While the pilot did not include a formal mediation analysis, putative mechanisms emerge from the key treatment ‘phases’. Within the first phase the participants’ key task is to develop assertiveness with the avatar’s character gradually changing to become conciliatory or even helpful in line with the increasing strength and confidence of the person. Commonalities with Cognitive Therapy for Command Hallucinations [16, 15] and other relational approaches [17] along with the pilot findings, suggest that changes in beliefs about voices (specifically related to omnipotence and malevolence) and appraisal of the voice relationship (specifically relative power and assertiveness) are likely mechanisms of action. The second phase specifically targets improvements in self-concept and development of a more positive identity, work that is consistent with recent approaches emphasising the importance of self-esteem and self-compassion in working with distressing voices [21, 22]. Finally, given that anxiety processes are seen as central in the maintenance of distressing voices [9] and that AVATAR therapy involves an exposure to a distressing stimulus (voice content and image), reductions in anxiety may also be an important mechanism of action. With regards to potential moderators, engagement with, and therapeutic response to, cognitive behaviour therapy for psychosis have been predicted by baseline beliefs about illness [23] and social factors such as presence of a caregiver [24]. Given the novelty of the set-up AVATAR therapy may also have more specific treatment moderators. The task of creating a single avatar to represent the person’s voice experience, incorporating discernible verbatim content, suggests that the number of voices, type of content and ratings of the created voice/image may act as additional moderators.

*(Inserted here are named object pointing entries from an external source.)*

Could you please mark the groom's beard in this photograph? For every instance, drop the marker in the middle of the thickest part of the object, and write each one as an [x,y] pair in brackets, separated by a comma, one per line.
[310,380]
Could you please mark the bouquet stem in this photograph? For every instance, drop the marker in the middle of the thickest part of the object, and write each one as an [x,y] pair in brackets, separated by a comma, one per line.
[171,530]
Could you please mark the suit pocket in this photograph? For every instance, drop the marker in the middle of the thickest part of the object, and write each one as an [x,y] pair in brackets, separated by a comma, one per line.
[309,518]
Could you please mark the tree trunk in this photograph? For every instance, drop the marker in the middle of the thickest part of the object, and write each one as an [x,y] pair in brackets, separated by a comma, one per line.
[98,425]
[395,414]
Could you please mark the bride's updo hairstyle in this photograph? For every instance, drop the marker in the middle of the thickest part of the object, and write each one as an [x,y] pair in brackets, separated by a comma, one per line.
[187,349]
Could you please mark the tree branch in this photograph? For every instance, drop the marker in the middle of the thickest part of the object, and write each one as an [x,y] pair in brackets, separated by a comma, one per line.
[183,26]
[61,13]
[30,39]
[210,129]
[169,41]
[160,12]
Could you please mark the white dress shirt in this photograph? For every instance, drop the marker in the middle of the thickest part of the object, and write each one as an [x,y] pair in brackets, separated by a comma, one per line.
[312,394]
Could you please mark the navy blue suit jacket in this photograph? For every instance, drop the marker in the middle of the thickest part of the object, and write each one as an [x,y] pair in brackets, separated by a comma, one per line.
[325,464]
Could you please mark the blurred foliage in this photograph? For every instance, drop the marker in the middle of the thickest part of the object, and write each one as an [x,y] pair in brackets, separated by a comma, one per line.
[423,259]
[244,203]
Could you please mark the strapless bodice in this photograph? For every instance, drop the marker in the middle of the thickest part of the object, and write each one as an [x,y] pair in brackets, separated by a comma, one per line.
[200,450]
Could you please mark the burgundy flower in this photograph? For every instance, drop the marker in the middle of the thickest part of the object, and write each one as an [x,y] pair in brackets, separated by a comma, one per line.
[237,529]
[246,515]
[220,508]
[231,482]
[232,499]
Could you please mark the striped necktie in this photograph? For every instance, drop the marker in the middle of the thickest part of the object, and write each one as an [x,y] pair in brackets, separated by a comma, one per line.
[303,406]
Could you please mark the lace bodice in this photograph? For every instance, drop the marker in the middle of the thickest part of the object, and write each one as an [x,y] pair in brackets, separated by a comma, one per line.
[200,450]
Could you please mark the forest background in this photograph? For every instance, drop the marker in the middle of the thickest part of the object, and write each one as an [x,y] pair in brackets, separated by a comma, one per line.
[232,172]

Research objectives and hypotheses

The trial has three main objectives:

  1. 1.

    To test the clinical efficacy of the therapy compared to supportive counselling (SC).

  2. 2.

    To determine preliminary estimates of cost-effectiveness of the AVATAR therapy.

  3. 3.

    To explore explanatory mechanisms of action as well as moderators for AVATAR therapy.

The trial hypotheses are:

  1. a)

    AVATAR therapy will be more effective in reducing the frequency and severity of auditory hallucinations, in comparison to SC.

  2. b)

    AVATAR therapy will be more effective in reducing the reported omnipotence and malevolence of auditory hallucinations, in comparison to SC.

  3. c)

    The improvements attributable to AVATAR therapy will be maintained at 24 weeks follow-up.

  4. d)

    AVATAR therapy will be more cost-effective than SC.

  5. e)

    The mediators of treatment effects for AVATAR therapy on changes in auditory hallucinations will be beliefs about voices (specifically omnipotence and malevolence), beliefs about the self (improved self-esteem), appraisal of voice relationship (specifically relative power and assertiveness), and reduction in anxiety.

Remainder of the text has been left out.